For now, we'll just read in the entire image:
blue_data = blue.ReadAsArray()
print(blue_data)
print()
print('Blue band mean is: {m}'.format(m=blue_data.mean()))
print('Size is: {sz}'.format(sz=blue_data.shape))
With our data read into a NumPy array, we can print it to console and even perform statistics on it. In addition to helping us store massive amounts of data efficiently, NumPy will help us with some basic linear algebra, numerical operations, and summary statistics.
Let's say we want to read all of our bands into one 3 dimensional (nrow x ncol x nband) dataset. We will begin by initializing a 3 dimensional array. Next, we will loop over all bands in our raster image dataset and read them into our newly allocated 3 dimensional array:
# Initialize a 3d array -- use the size properties of our image for portability!
image = np.zeros((dataset.RasterYSize, dataset.RasterXSize, dataset.RasterCount))

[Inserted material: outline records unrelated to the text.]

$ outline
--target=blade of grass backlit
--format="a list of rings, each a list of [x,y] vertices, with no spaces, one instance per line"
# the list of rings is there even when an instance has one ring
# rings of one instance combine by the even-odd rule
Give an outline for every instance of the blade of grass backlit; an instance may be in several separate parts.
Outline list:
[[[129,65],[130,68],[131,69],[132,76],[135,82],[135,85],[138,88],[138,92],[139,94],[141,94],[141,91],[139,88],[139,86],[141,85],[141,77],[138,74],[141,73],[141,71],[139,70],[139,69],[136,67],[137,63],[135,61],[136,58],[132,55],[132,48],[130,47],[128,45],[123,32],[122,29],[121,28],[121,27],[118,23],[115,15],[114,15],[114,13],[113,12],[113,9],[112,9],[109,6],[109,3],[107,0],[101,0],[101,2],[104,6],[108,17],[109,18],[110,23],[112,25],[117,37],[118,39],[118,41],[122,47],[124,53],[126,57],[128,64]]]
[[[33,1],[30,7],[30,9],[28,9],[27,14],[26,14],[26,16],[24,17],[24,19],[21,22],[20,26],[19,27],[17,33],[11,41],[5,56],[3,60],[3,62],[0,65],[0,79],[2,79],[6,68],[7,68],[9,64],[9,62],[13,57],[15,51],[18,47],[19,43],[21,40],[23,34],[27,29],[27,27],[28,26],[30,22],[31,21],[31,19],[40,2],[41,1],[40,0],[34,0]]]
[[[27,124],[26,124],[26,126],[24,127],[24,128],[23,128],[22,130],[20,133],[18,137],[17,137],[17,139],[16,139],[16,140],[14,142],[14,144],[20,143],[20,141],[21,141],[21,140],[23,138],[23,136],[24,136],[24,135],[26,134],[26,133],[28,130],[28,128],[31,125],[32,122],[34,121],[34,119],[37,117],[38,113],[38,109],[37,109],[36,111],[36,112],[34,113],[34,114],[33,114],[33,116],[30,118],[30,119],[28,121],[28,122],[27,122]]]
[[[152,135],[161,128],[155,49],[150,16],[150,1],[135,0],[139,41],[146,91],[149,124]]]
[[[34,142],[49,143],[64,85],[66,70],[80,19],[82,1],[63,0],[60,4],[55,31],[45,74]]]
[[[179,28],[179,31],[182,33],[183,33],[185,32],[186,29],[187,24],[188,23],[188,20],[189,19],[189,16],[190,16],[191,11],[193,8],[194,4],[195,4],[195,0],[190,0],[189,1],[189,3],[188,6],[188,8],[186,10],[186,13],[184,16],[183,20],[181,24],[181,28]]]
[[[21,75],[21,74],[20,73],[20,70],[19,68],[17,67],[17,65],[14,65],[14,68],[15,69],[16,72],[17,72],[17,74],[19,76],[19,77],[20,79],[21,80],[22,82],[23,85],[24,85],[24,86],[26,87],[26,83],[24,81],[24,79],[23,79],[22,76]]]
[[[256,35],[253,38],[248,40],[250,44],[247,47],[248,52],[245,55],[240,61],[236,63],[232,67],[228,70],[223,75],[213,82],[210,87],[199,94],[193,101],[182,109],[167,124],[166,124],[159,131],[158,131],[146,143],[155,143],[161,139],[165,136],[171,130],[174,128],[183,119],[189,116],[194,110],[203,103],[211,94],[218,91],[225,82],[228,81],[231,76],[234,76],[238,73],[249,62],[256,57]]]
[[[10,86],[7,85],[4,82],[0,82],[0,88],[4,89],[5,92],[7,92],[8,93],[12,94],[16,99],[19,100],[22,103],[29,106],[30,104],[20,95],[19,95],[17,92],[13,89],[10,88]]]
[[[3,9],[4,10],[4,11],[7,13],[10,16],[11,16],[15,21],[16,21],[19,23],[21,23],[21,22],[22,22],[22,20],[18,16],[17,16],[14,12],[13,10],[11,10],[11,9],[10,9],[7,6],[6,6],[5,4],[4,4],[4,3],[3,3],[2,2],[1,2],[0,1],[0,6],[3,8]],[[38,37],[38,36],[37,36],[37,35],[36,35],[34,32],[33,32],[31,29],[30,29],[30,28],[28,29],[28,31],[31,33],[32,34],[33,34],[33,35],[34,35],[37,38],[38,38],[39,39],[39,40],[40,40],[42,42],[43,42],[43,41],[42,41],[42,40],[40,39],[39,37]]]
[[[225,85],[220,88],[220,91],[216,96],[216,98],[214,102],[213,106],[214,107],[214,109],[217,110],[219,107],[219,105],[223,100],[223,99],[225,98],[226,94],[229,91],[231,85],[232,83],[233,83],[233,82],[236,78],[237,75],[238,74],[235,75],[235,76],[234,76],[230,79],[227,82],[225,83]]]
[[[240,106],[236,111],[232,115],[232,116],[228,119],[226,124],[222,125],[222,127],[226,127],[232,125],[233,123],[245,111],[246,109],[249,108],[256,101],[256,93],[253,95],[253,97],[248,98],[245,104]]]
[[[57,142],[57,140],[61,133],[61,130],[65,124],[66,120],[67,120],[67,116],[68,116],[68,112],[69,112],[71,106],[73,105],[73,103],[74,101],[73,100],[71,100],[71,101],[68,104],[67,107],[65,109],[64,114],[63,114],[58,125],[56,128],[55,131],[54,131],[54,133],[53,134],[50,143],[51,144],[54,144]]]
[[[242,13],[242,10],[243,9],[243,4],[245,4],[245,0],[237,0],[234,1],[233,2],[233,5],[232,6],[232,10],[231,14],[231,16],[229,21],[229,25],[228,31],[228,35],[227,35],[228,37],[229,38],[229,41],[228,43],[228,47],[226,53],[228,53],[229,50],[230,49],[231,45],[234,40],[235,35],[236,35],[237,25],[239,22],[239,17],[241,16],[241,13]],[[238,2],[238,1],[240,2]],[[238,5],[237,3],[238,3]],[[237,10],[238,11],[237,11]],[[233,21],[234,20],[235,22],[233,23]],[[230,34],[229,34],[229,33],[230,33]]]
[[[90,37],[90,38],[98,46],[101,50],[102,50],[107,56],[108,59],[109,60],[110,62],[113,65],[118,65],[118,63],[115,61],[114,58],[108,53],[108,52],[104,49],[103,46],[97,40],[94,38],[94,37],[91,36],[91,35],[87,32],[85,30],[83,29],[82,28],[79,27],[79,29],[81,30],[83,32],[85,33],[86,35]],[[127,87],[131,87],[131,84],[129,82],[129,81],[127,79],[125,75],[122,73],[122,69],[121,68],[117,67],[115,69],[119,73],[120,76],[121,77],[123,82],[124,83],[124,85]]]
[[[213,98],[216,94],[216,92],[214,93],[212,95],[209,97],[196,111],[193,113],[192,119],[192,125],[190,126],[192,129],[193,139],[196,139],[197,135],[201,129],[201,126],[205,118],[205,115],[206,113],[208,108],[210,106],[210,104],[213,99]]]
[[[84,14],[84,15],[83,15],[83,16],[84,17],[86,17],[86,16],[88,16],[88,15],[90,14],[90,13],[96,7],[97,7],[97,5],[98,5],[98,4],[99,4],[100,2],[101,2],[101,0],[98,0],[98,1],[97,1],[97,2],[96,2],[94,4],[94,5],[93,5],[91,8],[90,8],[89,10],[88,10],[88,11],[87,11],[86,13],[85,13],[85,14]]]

# Loop over all bands in dataset
for b in range(dataset.RasterCount):
# Remember, GDAL index is on 1, but Python is on 0 -- so we add 1 for our GDAL calls
band = dataset.GetRasterBand(b + 1)
# Read in the band's data into the third dimension of our array
image[:, :, b] = band.ReadAsArray()
print(image)
print(image.dtype)
One minor tweak we can make is to ensure that we read our GDAL image into a NumPy array of a matching datatype. GDAL has a function which can make this GDAL
<-> NumPy
translation for us:
dataset.GetRasterBand(1).DataType
from osgeo import gdal_array
# DataType is a property of the individual raster bands
image_datatype = dataset.GetRasterBand(1).DataType
# Allocate our array, but in a more efficient way
image_correct = np.zeros((dataset.RasterYSize, dataset.RasterXSize, dataset.RasterCount),
dtype=gdal_array.GDALTypeCodeToNumericTypeCode(image_datatype))
# Loop over all bands in dataset
for b in range(dataset.RasterCount):
# Remember, GDAL index is on 1, but Python is on 0 -- so we add 1 for our GDAL calls
band = dataset.GetRasterBand(b + 1)
# Read in the band's data into the third dimension of our array
image_correct[:, :, b] = band.ReadAsArray()
print("Compare datatypes: ")
print(" when unspecified: {dt}".format(dt=image.dtype))
print(" when specified: {dt}".format(dt=image_correct.dtype))
Much more efficiently done this way -- we're saving 4x the memory!
As you proceed into the next chapter, the last key concept to understand is how to de-allocate memory within Python.
In order to close out your GDAL datasets and to signal that your NumPy arrays can be de-allocated, you can set them to None
:
dataset = None
image = None
image_correct = None